No one, in other words, thought theater history was being made. Save for one song — “Try to Remember” — there really wasn’t all that much memorable.
Yet audiences fell in love with the show.
And now, after a run of 55 years (with a four-year hiatus from 2002-2006) and 20,672 performances, the final curtain is about to fall on what has become the world’s longest-running musical ever.
What’s makes this spectacular run even more amazing is that “The Fantasticks” has played only Off-Broadway.
Yet “The Fantasticks” has been no less a New York institution than any of the biggest hits on the Great White Way.
Future stage and screen great Jerry Orbach was a member of the original cast, and over the years many a rising star — from F. Murray Abraham to Glenn Close to Kristin Chenoweth — would join the show for a time, if only to be able to say they’d done it.
True, “The Fantasticks” eventually became famous simply for being famous, as one critic put it. And while everyone realized there was something magical about the show, no one could really say for certain what it was.

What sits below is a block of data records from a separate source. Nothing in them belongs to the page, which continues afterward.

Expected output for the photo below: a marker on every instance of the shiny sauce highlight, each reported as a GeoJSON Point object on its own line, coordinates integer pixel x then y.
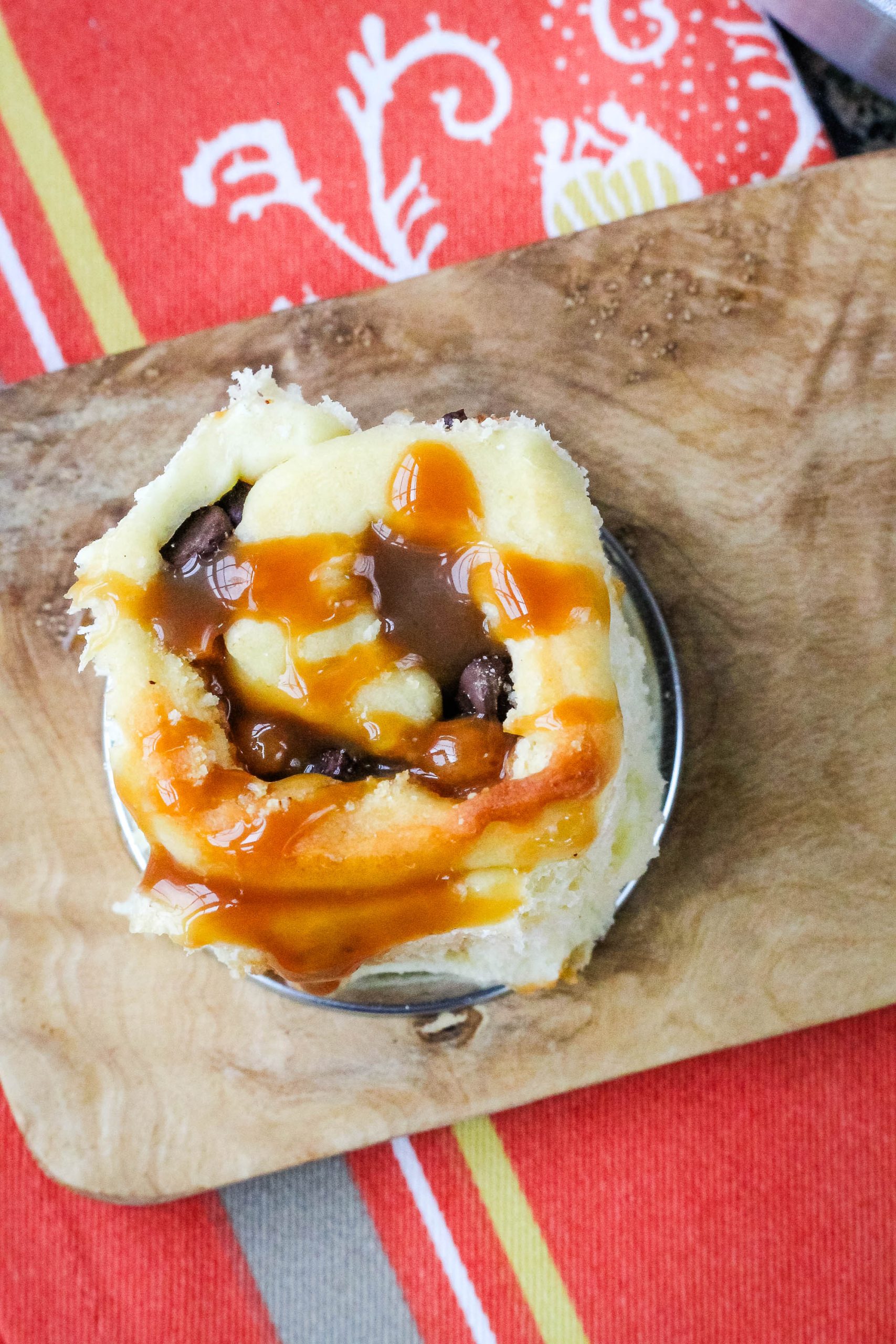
{"type": "Point", "coordinates": [428, 572]}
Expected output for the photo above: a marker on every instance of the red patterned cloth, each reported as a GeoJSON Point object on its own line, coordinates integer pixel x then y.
{"type": "Point", "coordinates": [170, 167]}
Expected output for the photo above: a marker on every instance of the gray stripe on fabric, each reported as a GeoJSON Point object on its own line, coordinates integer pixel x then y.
{"type": "Point", "coordinates": [318, 1260]}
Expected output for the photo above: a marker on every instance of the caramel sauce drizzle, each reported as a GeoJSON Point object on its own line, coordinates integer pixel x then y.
{"type": "Point", "coordinates": [275, 875]}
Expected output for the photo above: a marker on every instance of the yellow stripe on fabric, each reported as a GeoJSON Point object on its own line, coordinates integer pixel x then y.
{"type": "Point", "coordinates": [519, 1233]}
{"type": "Point", "coordinates": [62, 203]}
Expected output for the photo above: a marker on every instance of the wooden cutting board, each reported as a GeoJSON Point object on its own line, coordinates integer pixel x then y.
{"type": "Point", "coordinates": [727, 373]}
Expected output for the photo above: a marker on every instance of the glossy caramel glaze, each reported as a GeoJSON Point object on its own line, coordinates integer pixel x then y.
{"type": "Point", "coordinates": [273, 875]}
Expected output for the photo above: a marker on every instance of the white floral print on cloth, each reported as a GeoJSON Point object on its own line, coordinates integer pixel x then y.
{"type": "Point", "coordinates": [335, 147]}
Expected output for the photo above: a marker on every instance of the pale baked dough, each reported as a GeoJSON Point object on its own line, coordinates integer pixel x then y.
{"type": "Point", "coordinates": [315, 472]}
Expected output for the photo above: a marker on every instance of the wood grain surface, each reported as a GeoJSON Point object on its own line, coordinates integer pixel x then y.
{"type": "Point", "coordinates": [727, 373]}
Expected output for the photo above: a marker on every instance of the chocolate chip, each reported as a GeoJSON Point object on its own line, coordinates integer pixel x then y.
{"type": "Point", "coordinates": [452, 417]}
{"type": "Point", "coordinates": [484, 686]}
{"type": "Point", "coordinates": [265, 748]}
{"type": "Point", "coordinates": [198, 538]}
{"type": "Point", "coordinates": [335, 762]}
{"type": "Point", "coordinates": [233, 502]}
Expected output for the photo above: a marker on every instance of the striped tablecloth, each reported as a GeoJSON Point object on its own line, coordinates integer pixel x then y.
{"type": "Point", "coordinates": [166, 167]}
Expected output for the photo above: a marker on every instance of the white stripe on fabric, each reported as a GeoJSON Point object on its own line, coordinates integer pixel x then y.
{"type": "Point", "coordinates": [316, 1258]}
{"type": "Point", "coordinates": [444, 1242]}
{"type": "Point", "coordinates": [27, 303]}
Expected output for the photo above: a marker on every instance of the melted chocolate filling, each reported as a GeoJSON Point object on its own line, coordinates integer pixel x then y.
{"type": "Point", "coordinates": [422, 598]}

No matter. It ran on and on, filling the house and making a huge profit.
In his opening-night review, The New York Times’ Brooks Atkinson suggested that the show was “the sort of thing that loses magic the longer it endures.” The past 55 years has certainly proved that judgment wrong.
We’ll be sorry to see “The Fantasticks” go. But much more great theater will follow (follow, follow, follow) in its footsteps.